Last night I forced my husband, O, to watch ThunderHeart, Michael Apted’s movie from 1992 based on a bunch of things that happened in the 70’s at Pine Ridge and the Black Hills involving uranium mining and the murder of activist Annie Mae Pictou (for a serious discussion of environmental issues in the 70’s in the Black Hills, check out Peter Matthiessen’s Indian Country). These historical incidents are used in the film in a fictionalized way as a backdrop for a murder mystery and a kind of identity story of the main character, Ray, played by Val Kilmer. His awakening happens in part through a series of dreams and visions he begins to have.

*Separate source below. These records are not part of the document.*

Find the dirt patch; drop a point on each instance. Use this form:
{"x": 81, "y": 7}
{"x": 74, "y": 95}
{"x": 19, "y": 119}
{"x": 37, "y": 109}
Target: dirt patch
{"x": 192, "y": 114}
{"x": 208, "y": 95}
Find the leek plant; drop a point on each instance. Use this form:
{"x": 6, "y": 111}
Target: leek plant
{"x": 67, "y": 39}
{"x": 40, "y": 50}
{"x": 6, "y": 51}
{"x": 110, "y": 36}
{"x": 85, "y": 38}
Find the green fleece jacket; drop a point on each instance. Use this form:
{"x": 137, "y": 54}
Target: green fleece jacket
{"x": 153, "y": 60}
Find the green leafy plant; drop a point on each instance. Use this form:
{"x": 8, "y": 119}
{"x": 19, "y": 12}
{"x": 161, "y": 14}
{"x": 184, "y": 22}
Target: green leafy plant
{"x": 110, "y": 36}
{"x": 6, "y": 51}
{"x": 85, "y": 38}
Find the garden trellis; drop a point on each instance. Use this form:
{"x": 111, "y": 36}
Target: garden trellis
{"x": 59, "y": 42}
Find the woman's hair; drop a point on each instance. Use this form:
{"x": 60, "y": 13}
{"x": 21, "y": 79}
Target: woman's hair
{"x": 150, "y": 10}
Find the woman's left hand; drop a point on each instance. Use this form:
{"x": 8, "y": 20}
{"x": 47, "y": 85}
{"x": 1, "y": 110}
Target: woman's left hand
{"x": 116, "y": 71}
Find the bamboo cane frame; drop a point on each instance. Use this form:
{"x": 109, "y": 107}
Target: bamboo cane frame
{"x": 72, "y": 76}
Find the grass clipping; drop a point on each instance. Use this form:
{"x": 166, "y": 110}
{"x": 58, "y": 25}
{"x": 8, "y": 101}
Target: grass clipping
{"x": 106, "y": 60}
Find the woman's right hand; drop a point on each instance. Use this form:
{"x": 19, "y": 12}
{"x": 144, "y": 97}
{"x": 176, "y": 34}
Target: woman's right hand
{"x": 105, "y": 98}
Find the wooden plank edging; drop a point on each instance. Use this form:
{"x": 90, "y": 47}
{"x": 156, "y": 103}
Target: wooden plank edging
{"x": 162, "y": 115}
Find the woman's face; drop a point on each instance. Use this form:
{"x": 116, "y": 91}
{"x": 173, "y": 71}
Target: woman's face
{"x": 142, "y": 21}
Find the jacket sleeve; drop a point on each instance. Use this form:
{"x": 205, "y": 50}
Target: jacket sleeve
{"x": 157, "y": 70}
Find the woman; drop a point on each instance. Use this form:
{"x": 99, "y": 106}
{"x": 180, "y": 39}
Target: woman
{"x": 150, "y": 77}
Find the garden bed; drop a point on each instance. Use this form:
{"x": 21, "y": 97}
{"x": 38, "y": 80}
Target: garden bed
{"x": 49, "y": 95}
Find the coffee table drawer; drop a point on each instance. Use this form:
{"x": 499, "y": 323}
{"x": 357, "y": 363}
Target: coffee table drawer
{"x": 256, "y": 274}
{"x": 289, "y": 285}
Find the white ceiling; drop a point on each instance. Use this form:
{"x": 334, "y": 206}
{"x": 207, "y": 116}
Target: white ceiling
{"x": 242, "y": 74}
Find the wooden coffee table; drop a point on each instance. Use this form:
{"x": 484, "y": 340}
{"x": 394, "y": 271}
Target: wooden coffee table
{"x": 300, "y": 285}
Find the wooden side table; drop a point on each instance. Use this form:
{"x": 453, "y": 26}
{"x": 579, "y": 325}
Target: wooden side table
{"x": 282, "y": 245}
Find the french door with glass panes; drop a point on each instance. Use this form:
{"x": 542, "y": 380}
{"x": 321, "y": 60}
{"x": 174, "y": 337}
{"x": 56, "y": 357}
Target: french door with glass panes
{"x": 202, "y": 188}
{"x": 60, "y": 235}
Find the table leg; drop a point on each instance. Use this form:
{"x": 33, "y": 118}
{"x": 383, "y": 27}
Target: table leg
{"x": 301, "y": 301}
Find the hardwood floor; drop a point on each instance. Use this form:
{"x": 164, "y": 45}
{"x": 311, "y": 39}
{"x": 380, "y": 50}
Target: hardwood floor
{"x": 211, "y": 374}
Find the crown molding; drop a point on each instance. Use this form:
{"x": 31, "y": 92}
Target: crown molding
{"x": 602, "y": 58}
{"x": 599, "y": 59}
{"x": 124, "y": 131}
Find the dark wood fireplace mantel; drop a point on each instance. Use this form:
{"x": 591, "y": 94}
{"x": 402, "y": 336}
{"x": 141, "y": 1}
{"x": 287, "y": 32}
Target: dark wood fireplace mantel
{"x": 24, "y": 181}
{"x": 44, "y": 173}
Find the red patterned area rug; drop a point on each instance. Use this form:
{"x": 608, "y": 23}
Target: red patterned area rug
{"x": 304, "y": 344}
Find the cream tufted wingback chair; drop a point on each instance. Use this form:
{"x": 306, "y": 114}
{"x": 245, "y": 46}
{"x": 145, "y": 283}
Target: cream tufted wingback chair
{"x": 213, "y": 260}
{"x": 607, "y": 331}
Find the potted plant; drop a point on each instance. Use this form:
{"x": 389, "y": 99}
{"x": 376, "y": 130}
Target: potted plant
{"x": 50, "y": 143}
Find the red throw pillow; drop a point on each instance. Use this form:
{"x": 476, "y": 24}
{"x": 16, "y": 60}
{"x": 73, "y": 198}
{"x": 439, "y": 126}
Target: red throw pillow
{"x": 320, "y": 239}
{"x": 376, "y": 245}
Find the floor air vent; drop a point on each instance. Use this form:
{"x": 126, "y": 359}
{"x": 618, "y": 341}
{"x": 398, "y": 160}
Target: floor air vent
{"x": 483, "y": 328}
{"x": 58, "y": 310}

I wanted him to see it, cause I’d been telling him about some dreams I’d had and how I believed they were showing me something in the future, or were showing me things that exist that I should know about, pay attention to, or be ready for. He was unfamiliar with this idea, unfamiliar with the concept of dreaming the future or dreaming as indicating the way forward, and unfamiliar with the notion of visions.
One of the first times I really noticed a precognitive dream, where my attention was captured and held, was many years back when I dreamt of a woman who lived in the last house at the end of a pathway down a little hill. She had straight grey hair to her shoulders and glasses that hung on a string around her neck and she was very very wise.
When I woke up I thought, Oh how strange, I don’t know anyone like that, and put it out of my mind.
But then a few months later I was in Mexico with a friend, and my friend insisted we spend the weekend with this woman she knew, the mother of one of her childhood friends who’d moved to Mexico years ago. This woman, Gilda, had a house in Tepoztlan, just outside of Cuernavaca.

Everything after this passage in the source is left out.